According to owner Bonnie Z., Dragonfly is indeed intended to be a space for the community to enjoy. She says people are more than welcome to come to their grounds and wander around for a while, bring a picnic (there are tables available) or even just bring a blanket and read or sun themselves. She’s got about 6.5 acres for wandering, she said, which include a rose garden, wandering ducks and a big ol’ tabby cat. It has an abundance of rustic charm, right down to the 70s bicycle with high handlebars and a floral banana seat. (Remember those? I so wanted one of those bikes, but my parents claimed they were “dangerous” and too easy to flip through the high handlebars.)

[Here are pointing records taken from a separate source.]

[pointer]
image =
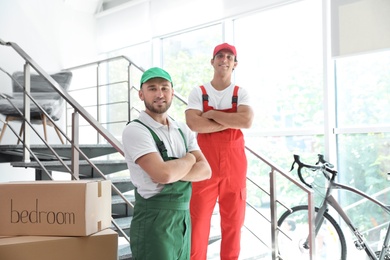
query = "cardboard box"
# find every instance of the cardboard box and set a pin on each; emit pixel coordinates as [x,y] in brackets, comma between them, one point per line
[99,246]
[55,208]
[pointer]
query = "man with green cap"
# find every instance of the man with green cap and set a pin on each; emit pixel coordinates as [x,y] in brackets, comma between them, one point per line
[163,158]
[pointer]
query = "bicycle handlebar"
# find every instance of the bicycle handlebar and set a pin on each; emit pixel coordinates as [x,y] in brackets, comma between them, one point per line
[321,165]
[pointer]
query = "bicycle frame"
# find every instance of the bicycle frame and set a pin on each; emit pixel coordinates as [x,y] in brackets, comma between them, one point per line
[330,200]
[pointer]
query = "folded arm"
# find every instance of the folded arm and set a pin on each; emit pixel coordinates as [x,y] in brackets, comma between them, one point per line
[215,121]
[164,172]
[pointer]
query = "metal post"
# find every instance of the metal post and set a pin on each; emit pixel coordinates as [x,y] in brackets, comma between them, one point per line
[75,144]
[311,219]
[274,220]
[27,115]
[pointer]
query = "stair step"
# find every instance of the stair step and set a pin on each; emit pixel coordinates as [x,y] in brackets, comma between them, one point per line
[120,208]
[85,170]
[123,223]
[63,150]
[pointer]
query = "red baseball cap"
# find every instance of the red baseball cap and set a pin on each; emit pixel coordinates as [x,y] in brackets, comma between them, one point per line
[225,46]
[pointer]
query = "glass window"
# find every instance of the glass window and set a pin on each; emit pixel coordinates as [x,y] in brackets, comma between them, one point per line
[281,66]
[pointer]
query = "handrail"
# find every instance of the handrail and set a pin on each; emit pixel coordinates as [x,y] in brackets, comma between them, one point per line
[80,110]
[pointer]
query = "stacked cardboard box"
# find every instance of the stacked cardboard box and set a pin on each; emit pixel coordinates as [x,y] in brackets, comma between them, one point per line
[56,220]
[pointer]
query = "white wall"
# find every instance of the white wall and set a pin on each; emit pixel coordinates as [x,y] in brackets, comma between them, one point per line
[53,33]
[150,19]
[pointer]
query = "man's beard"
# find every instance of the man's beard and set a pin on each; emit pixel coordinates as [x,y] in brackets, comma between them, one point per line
[158,110]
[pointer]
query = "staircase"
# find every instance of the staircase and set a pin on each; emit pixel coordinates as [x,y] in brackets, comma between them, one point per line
[114,170]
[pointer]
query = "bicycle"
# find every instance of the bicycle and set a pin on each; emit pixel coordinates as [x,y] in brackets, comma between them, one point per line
[330,242]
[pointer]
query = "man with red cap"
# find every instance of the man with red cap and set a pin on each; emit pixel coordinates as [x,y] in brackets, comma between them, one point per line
[217,111]
[164,159]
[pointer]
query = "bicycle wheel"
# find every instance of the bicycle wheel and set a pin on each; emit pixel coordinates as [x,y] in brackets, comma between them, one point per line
[330,241]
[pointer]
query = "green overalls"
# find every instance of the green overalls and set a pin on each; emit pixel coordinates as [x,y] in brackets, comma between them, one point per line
[161,225]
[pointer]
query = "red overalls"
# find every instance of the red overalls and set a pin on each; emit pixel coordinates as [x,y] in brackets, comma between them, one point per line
[225,152]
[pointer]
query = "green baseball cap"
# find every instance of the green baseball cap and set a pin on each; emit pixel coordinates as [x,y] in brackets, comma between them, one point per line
[155,73]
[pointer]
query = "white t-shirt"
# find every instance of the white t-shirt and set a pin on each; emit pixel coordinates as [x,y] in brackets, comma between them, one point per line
[219,99]
[138,141]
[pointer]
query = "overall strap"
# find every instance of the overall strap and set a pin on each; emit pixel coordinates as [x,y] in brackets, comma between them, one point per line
[205,97]
[235,98]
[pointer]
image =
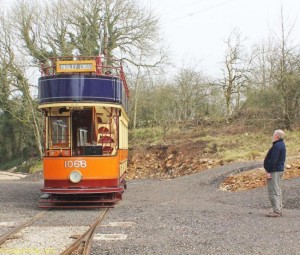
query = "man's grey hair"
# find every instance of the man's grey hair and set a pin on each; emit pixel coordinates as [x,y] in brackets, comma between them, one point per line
[279,133]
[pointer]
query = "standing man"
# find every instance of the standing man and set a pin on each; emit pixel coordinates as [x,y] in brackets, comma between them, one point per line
[274,166]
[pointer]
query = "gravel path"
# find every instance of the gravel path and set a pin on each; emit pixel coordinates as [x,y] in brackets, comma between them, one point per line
[190,215]
[187,215]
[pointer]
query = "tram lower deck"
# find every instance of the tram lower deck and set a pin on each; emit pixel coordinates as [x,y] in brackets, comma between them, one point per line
[86,139]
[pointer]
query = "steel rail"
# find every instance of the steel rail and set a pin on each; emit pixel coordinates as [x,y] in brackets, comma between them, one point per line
[86,238]
[5,236]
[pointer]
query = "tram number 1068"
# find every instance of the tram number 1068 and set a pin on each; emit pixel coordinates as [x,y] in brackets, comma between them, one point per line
[75,164]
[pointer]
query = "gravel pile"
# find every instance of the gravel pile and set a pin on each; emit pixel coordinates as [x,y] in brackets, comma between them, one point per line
[190,215]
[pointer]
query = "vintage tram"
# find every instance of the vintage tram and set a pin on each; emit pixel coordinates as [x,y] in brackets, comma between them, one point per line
[84,101]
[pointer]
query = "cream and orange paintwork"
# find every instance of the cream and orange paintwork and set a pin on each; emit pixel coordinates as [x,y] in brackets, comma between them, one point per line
[55,168]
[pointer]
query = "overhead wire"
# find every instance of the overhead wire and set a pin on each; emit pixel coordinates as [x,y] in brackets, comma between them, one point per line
[200,11]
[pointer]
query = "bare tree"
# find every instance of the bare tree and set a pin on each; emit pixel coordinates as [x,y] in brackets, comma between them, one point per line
[234,72]
[286,75]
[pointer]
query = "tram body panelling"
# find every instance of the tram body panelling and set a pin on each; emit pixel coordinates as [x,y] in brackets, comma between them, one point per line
[86,130]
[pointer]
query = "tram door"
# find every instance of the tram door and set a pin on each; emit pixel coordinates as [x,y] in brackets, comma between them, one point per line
[83,133]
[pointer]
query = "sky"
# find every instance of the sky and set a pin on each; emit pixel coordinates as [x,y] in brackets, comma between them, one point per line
[195,30]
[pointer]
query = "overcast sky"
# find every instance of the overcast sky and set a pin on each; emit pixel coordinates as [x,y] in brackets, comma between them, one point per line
[196,29]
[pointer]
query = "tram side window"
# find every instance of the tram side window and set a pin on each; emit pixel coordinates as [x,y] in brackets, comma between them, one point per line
[59,131]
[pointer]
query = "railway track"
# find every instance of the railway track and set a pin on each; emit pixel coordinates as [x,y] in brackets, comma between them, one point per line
[82,245]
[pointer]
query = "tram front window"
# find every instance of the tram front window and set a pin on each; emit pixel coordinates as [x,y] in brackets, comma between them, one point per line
[59,131]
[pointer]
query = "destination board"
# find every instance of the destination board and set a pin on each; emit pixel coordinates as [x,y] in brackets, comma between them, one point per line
[79,66]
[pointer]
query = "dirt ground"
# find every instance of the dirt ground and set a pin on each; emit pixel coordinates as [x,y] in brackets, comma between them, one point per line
[183,157]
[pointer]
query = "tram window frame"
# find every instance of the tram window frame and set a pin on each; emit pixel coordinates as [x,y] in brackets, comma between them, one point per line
[62,139]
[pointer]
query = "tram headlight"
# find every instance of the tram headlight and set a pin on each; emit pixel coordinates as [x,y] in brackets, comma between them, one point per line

In addition to a quick tour of the grounds, our group was treated to a boutonniere making demo and then each of us got to choose a boutonniere to wear home. I actually wish we would have had more time to learn about the principles of floral design and balancing out the elements you include in arrangements—that would have been really interesting. I guess that’s an excuse to try to go back and take one of their classes sometime.
Wine and Chocolate
The final class I participated in was a wine and chocolate pairing at Ferrari Carano’s Seasons of the Vineyard tasting room. As our instructor explained pairing different wines with foods is not necessarily about just complimenting the food, but is really meant to enhance the flavors of both and bring out new complexities in each that you might not taste when each is served on its own. We paired three wines—a red blends, Zin and a Cab with Scharffen Berger’s 62 percent Semisweet, the 70 percent Bittersweet and the 82 percent Extra Dark. The class also learned a fair amount about the properties of cacao, but I actually did a lot of research into chocolate when I went on a truffle making binge a few years ago, so I suspect most of the other students got more out of that part of the instruction than I did. Anyway, if you ever wondered what the “proper” way to taste wine and chocolate together is, here’s how:
- Take a sip of wine and let it wash over your tongue. Make note of the flavors.
- Take a second sip. Go on, do it!
- Break off a piece of chocolate and place it on your tongue. Let it melt on its own. Note how it tastes.
- Finally, sip the wine again and see how its flavors change once they’ve come in contact with the chocolate.
That’s it – pretty simple. But definitely an interesting exercise in exploring your taste buds!
All in all, I enjoyed the weekend. These are all activities I would be interested in trying regardless of a media weekend, so I’d absolutely check them all out again.